Eva and the Devil's Servant
A most excellent rumination on life, language, and the creative process on the blog of my favorite Icelandic witch, Eva Hauksdóttir:
Usually she blogs in Icelandic; her choice of English is made evident in the post. Anyone who has suffered bouts of creative frustration should be able to empathize with her predicament.

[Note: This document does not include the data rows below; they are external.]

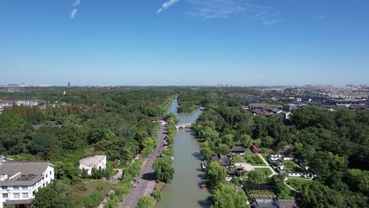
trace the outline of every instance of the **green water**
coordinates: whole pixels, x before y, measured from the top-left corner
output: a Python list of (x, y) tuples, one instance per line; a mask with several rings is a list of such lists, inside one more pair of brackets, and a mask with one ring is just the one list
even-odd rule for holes
[[(201, 114), (197, 109), (191, 114), (177, 114), (176, 100), (173, 101), (170, 112), (175, 113), (180, 122), (195, 122)], [(202, 190), (200, 184), (203, 181), (201, 171), (202, 157), (199, 144), (189, 129), (178, 130), (174, 142), (174, 179), (162, 190), (163, 200), (156, 204), (157, 208), (209, 207), (208, 197), (210, 193)]]

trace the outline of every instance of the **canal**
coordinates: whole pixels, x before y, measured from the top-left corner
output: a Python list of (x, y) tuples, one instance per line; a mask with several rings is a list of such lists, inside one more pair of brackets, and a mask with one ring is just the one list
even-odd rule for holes
[[(169, 112), (176, 114), (180, 122), (195, 122), (201, 114), (200, 109), (191, 114), (177, 113), (177, 100), (172, 103)], [(199, 144), (190, 129), (177, 130), (174, 138), (174, 179), (162, 190), (163, 200), (157, 208), (209, 207), (207, 190), (202, 190), (200, 184), (204, 174), (201, 170), (202, 156)]]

About her former shop, Nornabúðin:
Nornabúðin was a "witch shop" in Reykjavík from 2005 to 2008, specializing in items associated with witchcraft, pagan religion, and natural healing. Amulets, tea, herbs, and various witchcraft related items were sold there. Her shop was decorated with gnarled, twisted branches, animal hides and antlers, and other artifacts from around the world:
It was owned and operated by Eva Hauksdóttir, a practicing witch (Norn, in Icelandic), social critic and conceptual artist. She offered rune-reading, and dispensed practical wisdom along with her wares. The shop had tables for tea and social gatherings:
The outside of the shop had two large windows, which had displays of her goods:
These dolls were especially cute, in a witchy way:
The shop closed in wake of the Icelandic financial meltdown in 2008. Eva was an instrumental figure in leading protests against the standing government, which ultimately resulted in a change of the national leadership. She was featured in the documentary Guð Blessi Ísland.